The Daimler-Benz DB 601 was a German aircraft engine that was built during World War II. It was a liquid-cooled inverted V12, that powered the Messerschmitt Bf 109, Messerschmitt Bf 110, and many others. Approximately 19,000 601s were produced before being replaced by the improved Daimler-Benz DB 605 in 1942.

At its core, the DB 601 was an improved DB 600 with direct fuel injection. Fuel injection required power to be taken off the drive shaft, but in return, improved low-RPM performance significantly and provided aerobatic performance in maneuvers where early versions of carbureted engines like the British Rolls-Royce Merlin lost power when the carburetor float bowl ran dry.

The 601's fuel injection provided a significant boost in performance which its competitor, the Junkers Jumo 210, did not match for some time. By the time the fuel-injected Jumo 211 arrived, the 601 had already cemented its place as the engine for high-performance designs like fighters, high-speed bombers, and similar roles. The 211 was relegated to use in bombers and transport aircraft. In this respect, the 601 was the counterpart to the Merlin engine of roughly the same size and power.

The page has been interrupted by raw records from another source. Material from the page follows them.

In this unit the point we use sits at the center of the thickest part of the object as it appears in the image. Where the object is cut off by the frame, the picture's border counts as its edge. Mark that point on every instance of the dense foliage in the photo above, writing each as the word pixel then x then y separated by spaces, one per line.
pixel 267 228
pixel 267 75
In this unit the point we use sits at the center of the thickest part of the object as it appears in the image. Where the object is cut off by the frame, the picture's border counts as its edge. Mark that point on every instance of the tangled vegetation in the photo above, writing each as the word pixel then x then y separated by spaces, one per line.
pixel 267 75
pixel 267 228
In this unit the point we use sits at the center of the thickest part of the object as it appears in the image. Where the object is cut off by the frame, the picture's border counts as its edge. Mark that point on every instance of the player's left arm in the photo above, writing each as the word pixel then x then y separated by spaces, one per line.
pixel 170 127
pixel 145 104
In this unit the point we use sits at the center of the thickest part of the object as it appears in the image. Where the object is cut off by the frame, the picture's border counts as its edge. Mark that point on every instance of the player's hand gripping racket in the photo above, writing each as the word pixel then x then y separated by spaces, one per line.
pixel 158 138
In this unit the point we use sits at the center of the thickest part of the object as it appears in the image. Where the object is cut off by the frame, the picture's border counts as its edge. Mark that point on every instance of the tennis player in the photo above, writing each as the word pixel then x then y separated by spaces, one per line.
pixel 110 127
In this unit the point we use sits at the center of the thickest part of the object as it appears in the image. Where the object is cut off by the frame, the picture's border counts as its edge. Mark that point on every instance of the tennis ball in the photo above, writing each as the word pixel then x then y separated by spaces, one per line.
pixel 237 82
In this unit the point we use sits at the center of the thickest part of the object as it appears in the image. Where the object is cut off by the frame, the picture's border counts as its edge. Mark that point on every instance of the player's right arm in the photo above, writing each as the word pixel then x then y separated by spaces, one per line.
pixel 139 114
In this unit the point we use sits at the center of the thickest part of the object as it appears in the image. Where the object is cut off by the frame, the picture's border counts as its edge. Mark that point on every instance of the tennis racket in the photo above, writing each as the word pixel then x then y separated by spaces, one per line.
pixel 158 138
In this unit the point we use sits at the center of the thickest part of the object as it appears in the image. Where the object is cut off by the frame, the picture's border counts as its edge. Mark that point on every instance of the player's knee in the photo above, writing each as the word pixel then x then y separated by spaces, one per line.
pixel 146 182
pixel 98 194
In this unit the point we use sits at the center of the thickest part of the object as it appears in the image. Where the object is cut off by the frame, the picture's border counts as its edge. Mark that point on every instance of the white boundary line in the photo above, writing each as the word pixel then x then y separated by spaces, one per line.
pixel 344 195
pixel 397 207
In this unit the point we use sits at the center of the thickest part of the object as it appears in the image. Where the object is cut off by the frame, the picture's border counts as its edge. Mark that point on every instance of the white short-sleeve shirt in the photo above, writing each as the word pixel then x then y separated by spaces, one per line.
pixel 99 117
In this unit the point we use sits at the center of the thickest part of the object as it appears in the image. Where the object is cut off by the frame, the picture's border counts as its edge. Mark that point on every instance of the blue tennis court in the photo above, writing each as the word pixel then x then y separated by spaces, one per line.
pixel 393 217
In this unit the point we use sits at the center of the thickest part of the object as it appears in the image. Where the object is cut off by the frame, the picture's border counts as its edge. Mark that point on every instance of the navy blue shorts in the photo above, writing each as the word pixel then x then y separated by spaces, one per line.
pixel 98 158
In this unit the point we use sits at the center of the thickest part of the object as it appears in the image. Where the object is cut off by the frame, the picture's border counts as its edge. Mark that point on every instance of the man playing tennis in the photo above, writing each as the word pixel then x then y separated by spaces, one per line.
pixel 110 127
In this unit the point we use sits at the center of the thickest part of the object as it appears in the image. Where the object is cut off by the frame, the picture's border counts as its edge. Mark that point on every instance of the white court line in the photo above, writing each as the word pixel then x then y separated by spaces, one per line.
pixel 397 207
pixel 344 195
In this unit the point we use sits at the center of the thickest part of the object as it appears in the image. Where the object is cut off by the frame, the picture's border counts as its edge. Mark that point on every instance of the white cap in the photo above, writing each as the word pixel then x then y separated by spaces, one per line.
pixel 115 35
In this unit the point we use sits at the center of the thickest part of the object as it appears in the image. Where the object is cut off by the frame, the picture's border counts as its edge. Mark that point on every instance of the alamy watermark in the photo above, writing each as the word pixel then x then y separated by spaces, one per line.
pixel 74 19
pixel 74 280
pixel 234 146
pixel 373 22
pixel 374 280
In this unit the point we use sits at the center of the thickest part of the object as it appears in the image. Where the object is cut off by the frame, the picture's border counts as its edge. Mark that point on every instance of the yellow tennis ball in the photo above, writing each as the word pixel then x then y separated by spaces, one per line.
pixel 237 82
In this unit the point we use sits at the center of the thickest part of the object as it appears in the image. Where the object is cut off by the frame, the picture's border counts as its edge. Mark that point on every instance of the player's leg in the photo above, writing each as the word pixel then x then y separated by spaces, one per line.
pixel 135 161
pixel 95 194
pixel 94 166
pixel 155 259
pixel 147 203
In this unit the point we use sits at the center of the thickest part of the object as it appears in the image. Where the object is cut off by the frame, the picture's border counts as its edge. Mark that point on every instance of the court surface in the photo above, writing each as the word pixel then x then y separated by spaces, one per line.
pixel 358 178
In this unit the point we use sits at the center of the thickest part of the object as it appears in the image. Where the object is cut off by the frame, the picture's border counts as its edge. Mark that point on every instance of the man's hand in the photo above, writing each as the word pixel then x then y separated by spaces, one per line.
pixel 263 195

The DB 601Aa was licence-built in Japan by Aichi as the Atsuta, by Kawasaki as the Ha40, and in Italy by Alfa Romeo as the R.A.1000 R.C.41-I Monsone.

==Development==
Based on the guidelines laid down by the German "Reichverkehrsministerium" (Reich Ministry of Transport), in 1930 Daimler-Benz began development of a new aero engine of the 30 L displacement class: a liquid-cooled inverted-vee 12-cylinder piston engine. This was designated F4, and by 1931 two prototypes were running on the test bench. These were followed by the improved F4B, which became the prototype for the DB 600.

In 1933, Daimler-Benz finally received a contract to develop its new engine and to build six examples of the DB 600. For the year after, the DB 600 was the only German aero engine in the 30-litre class. In total, 2,281 DB 600s were built.

The DB 601A-1 was a development of the DB 600 with mechanical direct fuel injection. Like all DB 601s, it had a 33.9 litre displacement. The first DB 601A-1 prototype, designated as F4E, was test run in 1935, and an order for 150 engines was placed in February 1937.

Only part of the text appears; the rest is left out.